Spc. Aaron David Robinson shot himself dead as police closed in to question him about the disappearance in Texas on Wednesday, US Army Criminal Investigation Command confirmed.
Meanwhile on Thursday, a woman who was arrested during the same operation was revealed by the Guillen family lawyer to be Robinson’s girlfriend.
Cecily Aguilar, who was initially identified by Texas Rangers as “the estranged wife of a former Fort Hood soldier”, helped dismember and bury the body — and was also the motive behind the attack, attorney Natalie Khawam claimed.
In an interview with Nancy Grace on her podcast “Crime Stories”, Khawam claimed Guillen was beaten to death with a hammer while on the army base.
She told the host she had met with the US Army Criminal Investigation Command (CID), who revealed gruesome details of the attack.
She claimed Guillen was summoned to the armory at Fort Hood on April 22, the day she disappeared.
Khawam said Guillen discovered Robinson was seeing Aguilar, which was against army regulations, since she was still married to another soldier; when she informed him she had to report him, he replied “No you’re not, you’re not going to ruin my career,” and allegedly grabbed the first thing he could find — a hammer.
The attorney said he bludgeoned her skull over and over, spraying the armory with blood.
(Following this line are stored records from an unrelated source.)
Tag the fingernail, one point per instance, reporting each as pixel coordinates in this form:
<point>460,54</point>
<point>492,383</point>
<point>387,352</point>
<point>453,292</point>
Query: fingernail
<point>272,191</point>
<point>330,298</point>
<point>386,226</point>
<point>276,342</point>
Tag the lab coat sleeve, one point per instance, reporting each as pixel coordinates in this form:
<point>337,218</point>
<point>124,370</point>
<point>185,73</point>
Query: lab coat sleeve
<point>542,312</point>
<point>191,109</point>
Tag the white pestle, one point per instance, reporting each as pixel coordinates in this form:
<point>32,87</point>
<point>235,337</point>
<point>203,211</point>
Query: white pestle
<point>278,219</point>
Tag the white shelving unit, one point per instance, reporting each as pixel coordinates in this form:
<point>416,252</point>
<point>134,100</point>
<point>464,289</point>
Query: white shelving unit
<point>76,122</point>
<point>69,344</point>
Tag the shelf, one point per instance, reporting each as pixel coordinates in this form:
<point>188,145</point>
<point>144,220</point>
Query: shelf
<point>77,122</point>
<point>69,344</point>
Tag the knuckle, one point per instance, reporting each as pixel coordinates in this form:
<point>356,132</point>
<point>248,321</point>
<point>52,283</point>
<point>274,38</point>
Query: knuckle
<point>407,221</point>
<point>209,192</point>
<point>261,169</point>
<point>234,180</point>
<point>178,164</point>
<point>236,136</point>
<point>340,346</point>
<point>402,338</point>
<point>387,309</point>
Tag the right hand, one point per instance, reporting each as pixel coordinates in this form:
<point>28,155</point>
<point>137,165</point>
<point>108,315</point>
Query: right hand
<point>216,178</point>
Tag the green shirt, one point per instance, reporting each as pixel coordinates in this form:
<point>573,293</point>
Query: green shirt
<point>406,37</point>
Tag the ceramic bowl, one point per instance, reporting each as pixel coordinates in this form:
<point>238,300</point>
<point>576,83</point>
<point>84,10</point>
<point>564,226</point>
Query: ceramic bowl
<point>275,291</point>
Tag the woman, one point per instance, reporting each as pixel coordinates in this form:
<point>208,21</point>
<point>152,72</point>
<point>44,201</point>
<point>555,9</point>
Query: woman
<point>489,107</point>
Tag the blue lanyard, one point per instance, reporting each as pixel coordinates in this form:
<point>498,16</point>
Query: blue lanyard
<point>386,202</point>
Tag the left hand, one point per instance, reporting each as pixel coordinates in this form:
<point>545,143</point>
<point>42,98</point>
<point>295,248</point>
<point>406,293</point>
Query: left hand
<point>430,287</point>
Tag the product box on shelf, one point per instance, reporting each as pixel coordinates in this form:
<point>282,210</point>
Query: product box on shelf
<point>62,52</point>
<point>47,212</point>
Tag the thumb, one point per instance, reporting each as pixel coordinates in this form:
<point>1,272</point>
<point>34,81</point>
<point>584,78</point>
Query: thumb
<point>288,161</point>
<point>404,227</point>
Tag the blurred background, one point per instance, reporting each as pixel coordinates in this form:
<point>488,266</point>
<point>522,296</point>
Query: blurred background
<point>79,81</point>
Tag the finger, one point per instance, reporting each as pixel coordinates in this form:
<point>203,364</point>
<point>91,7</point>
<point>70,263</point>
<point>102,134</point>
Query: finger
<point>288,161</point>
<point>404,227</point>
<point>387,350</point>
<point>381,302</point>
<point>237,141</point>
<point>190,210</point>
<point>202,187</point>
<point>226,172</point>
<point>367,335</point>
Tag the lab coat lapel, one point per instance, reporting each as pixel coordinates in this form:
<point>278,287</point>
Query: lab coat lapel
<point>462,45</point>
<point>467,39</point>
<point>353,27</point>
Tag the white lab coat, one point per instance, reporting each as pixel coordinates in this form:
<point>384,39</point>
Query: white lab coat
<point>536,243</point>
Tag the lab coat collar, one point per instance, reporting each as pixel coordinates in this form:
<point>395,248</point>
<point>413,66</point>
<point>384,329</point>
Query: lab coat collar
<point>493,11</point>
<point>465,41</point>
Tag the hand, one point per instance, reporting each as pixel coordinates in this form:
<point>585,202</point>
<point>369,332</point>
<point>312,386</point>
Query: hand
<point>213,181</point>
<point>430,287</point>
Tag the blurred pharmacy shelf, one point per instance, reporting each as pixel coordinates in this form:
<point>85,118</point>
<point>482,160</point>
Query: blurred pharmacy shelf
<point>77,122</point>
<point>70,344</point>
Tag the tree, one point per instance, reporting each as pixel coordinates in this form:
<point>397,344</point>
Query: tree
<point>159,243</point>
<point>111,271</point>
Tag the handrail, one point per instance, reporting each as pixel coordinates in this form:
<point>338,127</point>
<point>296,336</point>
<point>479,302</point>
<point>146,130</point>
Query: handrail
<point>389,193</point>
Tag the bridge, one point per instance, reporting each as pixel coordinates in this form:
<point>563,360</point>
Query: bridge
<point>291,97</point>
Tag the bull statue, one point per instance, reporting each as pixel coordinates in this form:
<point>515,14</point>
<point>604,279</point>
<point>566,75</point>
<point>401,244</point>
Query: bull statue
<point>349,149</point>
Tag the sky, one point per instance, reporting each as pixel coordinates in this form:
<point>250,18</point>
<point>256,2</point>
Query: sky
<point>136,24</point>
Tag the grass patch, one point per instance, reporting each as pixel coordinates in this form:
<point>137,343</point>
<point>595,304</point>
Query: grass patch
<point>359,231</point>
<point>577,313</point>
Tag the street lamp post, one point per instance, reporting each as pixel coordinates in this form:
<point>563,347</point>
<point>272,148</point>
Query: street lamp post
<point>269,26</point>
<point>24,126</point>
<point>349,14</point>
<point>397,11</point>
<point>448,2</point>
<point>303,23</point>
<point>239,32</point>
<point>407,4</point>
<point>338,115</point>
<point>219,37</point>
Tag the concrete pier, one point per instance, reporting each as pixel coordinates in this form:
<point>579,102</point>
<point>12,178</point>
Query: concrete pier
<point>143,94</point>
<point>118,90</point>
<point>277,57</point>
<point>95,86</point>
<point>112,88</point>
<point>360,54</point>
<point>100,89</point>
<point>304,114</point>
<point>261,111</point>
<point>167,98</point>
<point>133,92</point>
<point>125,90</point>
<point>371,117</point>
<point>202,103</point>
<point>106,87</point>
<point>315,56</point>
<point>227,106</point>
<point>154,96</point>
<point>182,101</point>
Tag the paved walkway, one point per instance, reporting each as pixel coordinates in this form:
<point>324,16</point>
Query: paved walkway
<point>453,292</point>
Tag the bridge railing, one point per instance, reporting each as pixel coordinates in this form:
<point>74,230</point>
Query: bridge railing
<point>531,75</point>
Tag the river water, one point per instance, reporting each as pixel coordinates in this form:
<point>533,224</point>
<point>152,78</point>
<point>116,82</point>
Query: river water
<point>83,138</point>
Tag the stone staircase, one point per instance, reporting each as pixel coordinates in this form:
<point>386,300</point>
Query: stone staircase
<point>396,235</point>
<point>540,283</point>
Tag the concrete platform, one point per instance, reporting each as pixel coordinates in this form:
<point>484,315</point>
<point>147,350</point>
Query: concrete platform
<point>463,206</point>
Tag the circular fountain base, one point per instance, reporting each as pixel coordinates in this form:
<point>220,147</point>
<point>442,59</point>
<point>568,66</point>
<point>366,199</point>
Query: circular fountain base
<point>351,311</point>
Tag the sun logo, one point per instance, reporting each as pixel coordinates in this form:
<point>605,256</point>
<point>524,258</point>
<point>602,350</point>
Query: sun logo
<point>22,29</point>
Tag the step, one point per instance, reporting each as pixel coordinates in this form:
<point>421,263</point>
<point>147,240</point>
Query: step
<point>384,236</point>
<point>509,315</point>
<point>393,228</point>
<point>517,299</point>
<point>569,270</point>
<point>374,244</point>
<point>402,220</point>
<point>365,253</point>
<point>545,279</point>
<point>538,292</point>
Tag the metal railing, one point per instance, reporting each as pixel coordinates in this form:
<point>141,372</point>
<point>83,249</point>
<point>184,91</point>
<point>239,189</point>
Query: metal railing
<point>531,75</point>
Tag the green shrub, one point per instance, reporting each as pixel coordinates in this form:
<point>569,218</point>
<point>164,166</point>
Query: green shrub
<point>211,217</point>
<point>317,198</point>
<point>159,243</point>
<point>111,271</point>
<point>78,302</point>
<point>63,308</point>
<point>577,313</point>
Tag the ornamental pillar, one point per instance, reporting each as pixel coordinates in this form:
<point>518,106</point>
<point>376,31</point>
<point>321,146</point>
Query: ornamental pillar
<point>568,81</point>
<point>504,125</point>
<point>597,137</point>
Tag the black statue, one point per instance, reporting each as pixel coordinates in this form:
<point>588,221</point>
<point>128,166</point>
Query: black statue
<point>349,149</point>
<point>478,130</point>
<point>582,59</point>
Khawam said he stashed her body in a container outside the armory, and went home, before returning back to the base at 6 p.m. that evening.
Taking the body to a nearby river, he then called Aguilar to ask for help burying her, Khawam said.
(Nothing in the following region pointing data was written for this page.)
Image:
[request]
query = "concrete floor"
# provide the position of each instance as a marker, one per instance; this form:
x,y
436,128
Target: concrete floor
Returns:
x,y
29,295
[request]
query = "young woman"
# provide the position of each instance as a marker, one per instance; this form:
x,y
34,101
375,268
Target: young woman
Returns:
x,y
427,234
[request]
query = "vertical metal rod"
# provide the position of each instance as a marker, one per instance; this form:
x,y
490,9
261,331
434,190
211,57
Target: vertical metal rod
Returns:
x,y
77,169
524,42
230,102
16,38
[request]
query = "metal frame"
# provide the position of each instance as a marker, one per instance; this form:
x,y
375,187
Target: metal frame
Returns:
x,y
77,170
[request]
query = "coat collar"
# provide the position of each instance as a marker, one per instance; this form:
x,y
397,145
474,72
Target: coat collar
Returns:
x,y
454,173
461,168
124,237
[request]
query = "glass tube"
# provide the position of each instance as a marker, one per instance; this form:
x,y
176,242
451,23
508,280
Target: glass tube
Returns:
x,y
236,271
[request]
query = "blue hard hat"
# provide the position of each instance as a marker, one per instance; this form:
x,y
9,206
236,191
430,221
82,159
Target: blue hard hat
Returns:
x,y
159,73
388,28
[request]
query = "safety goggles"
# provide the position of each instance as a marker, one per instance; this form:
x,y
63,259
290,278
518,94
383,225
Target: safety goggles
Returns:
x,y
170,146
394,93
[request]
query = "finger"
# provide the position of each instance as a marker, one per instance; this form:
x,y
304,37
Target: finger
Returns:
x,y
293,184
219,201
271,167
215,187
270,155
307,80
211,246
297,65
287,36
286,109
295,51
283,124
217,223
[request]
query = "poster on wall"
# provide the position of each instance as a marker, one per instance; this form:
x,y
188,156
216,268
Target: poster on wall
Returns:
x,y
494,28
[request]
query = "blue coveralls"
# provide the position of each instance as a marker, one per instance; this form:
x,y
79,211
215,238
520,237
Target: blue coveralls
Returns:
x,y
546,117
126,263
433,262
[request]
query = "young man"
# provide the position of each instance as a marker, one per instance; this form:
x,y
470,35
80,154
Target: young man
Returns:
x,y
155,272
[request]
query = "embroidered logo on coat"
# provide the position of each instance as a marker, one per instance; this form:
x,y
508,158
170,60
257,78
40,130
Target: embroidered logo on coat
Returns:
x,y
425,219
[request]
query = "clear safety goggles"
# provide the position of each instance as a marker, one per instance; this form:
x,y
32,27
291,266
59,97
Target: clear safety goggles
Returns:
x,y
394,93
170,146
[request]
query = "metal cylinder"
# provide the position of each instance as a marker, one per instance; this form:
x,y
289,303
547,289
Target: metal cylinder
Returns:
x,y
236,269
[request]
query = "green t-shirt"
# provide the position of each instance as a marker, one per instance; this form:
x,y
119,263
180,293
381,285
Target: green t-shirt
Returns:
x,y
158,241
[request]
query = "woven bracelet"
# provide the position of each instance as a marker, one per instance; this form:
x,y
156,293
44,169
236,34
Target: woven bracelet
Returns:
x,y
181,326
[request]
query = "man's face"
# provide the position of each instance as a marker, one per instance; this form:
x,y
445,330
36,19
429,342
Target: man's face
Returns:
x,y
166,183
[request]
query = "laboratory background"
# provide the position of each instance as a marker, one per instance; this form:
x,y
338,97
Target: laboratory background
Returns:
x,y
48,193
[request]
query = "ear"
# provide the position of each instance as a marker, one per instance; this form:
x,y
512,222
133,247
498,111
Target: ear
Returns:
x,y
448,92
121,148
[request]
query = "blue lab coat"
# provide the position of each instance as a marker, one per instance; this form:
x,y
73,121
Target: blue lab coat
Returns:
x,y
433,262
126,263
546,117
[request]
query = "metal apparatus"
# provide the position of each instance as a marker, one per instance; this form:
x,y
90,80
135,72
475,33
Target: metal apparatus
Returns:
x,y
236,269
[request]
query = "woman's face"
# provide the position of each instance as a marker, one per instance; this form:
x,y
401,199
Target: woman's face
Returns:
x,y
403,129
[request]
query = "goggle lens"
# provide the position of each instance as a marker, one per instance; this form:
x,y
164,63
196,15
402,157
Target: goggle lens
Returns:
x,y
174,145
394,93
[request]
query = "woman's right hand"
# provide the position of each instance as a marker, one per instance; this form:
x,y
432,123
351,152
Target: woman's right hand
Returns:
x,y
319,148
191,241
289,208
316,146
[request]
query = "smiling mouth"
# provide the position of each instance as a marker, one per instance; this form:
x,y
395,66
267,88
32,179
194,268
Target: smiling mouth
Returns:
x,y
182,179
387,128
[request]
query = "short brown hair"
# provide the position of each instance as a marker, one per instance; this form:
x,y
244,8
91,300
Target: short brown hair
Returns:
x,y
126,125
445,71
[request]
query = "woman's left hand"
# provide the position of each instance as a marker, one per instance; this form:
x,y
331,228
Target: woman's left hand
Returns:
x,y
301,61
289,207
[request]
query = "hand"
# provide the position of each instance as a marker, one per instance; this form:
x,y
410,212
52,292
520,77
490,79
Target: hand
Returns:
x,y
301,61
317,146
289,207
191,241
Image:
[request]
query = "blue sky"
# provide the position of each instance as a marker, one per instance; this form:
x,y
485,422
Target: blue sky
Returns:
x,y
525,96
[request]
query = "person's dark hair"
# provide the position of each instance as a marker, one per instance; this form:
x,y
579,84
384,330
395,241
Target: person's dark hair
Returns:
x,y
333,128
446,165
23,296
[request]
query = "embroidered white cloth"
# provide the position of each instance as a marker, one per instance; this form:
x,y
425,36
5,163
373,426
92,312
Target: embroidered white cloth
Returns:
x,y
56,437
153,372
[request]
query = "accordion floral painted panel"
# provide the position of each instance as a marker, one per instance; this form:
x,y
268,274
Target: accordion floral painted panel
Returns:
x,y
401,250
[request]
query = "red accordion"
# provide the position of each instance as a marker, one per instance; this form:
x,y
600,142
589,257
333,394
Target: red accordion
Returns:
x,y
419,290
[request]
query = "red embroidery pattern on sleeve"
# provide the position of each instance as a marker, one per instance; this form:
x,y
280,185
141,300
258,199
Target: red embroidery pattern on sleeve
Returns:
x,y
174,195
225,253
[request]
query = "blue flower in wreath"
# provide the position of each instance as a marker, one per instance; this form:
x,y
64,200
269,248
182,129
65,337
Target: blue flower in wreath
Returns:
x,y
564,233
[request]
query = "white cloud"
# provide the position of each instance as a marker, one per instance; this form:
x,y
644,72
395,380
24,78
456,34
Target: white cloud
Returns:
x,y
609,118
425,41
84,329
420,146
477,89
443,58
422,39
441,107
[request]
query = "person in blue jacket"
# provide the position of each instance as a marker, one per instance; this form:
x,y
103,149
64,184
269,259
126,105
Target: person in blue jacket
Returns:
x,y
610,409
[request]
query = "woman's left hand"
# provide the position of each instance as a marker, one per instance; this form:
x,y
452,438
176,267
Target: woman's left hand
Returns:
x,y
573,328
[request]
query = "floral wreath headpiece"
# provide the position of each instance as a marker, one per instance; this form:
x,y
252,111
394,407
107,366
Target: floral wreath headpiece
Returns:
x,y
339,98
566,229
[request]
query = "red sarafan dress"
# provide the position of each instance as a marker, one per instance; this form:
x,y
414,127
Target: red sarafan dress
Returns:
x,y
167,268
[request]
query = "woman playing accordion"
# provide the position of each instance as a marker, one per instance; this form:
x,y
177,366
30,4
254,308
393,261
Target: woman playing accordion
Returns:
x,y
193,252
After attempting and failing to burn Guillen’s body, they then used a machete to chop her to pieces, according to the attorney.
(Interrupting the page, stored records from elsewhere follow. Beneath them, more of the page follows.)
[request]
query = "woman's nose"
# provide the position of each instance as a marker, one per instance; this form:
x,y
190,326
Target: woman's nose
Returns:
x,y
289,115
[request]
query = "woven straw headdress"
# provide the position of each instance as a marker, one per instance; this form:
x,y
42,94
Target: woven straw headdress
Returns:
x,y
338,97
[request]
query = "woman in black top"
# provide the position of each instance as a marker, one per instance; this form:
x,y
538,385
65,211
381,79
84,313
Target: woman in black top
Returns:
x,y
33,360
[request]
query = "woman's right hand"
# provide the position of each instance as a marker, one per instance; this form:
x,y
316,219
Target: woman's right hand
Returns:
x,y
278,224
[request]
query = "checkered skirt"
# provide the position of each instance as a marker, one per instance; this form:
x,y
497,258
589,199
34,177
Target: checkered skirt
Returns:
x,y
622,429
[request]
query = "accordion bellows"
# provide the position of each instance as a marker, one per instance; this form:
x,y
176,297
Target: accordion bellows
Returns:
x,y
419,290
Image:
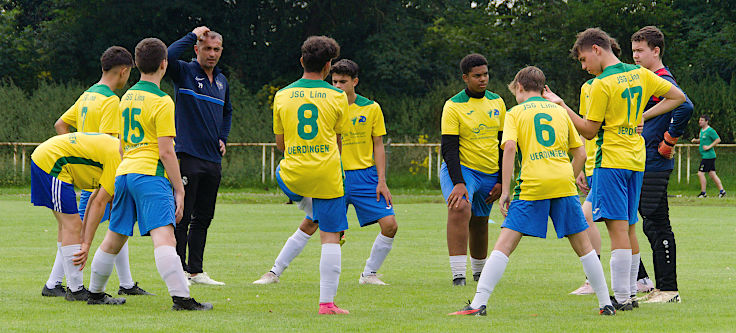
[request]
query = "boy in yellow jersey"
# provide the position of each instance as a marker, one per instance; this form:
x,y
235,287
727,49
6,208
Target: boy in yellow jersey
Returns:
x,y
364,161
545,188
472,124
613,111
142,190
308,117
97,111
84,160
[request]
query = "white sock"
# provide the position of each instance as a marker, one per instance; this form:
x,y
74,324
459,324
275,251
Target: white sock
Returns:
x,y
490,276
329,272
101,269
122,265
621,274
476,265
381,248
635,259
74,277
57,272
594,271
293,246
169,267
458,265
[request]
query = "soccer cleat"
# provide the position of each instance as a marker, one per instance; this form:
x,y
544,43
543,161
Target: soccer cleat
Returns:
x,y
665,297
608,310
79,295
103,298
134,290
331,308
58,291
469,311
644,285
189,304
371,279
585,289
203,278
267,278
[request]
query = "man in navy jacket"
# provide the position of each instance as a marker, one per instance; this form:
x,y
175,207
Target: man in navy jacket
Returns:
x,y
203,118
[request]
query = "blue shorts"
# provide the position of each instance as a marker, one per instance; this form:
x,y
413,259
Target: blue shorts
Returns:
x,y
143,198
83,199
329,213
614,194
531,217
360,191
479,184
49,191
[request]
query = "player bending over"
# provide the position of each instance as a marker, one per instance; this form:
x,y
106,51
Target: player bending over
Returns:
x,y
364,162
546,188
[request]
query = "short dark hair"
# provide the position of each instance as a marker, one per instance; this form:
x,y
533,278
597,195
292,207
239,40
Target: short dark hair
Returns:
x,y
317,51
148,55
589,37
472,60
531,78
115,56
652,35
346,67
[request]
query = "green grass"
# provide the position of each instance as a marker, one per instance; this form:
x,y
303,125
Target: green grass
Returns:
x,y
245,238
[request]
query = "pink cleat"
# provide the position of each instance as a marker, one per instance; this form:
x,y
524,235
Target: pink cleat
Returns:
x,y
331,308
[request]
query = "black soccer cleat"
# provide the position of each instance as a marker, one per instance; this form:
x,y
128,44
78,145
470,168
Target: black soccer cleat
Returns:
x,y
103,298
134,290
79,295
608,310
58,291
188,303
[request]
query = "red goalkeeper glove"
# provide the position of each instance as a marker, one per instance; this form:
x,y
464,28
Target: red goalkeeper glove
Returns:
x,y
667,146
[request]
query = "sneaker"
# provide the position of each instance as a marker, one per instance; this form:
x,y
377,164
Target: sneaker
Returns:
x,y
79,295
371,279
458,281
267,278
331,308
665,297
469,311
57,291
134,290
608,310
203,278
188,303
644,285
103,298
585,289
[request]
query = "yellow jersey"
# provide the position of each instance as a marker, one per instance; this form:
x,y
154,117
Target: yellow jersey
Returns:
x,y
617,99
477,122
95,111
86,160
364,121
310,115
146,114
544,134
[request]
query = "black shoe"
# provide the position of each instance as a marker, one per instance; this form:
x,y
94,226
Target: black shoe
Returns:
x,y
103,298
134,290
188,303
58,291
608,310
79,295
458,281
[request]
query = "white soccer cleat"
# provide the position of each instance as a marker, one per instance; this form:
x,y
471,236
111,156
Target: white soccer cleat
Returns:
x,y
203,278
267,278
371,279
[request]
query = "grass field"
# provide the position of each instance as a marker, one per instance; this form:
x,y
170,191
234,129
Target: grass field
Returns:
x,y
250,228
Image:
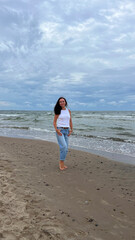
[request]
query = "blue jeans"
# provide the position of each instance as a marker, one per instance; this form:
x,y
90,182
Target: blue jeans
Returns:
x,y
63,142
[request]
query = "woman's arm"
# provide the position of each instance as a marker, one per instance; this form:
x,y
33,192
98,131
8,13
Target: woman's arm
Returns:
x,y
55,124
71,124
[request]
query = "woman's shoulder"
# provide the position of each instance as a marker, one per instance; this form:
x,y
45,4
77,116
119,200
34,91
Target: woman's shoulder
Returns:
x,y
69,110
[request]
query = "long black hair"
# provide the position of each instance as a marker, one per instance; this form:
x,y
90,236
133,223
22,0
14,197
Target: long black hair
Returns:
x,y
57,108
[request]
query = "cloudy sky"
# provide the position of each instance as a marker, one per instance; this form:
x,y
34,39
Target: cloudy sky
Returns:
x,y
83,50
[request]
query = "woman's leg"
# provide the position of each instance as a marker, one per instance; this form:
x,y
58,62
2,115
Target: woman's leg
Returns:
x,y
63,149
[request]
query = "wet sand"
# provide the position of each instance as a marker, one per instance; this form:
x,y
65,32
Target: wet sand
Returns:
x,y
94,199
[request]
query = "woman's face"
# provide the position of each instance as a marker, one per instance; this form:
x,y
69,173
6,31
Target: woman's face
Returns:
x,y
62,102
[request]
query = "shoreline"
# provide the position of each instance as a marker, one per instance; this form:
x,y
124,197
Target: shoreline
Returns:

After that, they dug a shallow grave, and buried her remains in quick drying cement, the attorney retold; they then destroyed Guillen’s cell phone and tossed it, along with the hammer and machete out the window as they drove off.
A picture of that gravesite was released on Wednesday. The remains have yet to be formally identified.
Khawam alleges an army cover up; she questioned how Robinson had managed to completely clean up the murder scene in just 43 minutes, how nobody had heard Guillen scream, or how there was no CCTV footage.
Robinson is said to be the same superior who Guillen had told her family was sexually assaulting her.
The charges against Cecily Aguilar are not specified beyond “third-degree felony”; she was released on bond on Thursday.
In an emotional press conference the day before, Guillén’s sister Mayra claimed she had met Robinson on the first day of looking for her sibling at Fort Hood — and he had laughed in her face.
“They lied to us since day one. When I first went up to that base, that subject, I met him, not knowing that he had something to do with it,” she said, trying to contain her emotions.
“I felt… something was telling me that he did something. And I wasn’t wrong.”
“He still had the nerve that same day to laugh in my face. And apparently now he kills himself. Why I don’t know. But whoever is responsible has to pay.”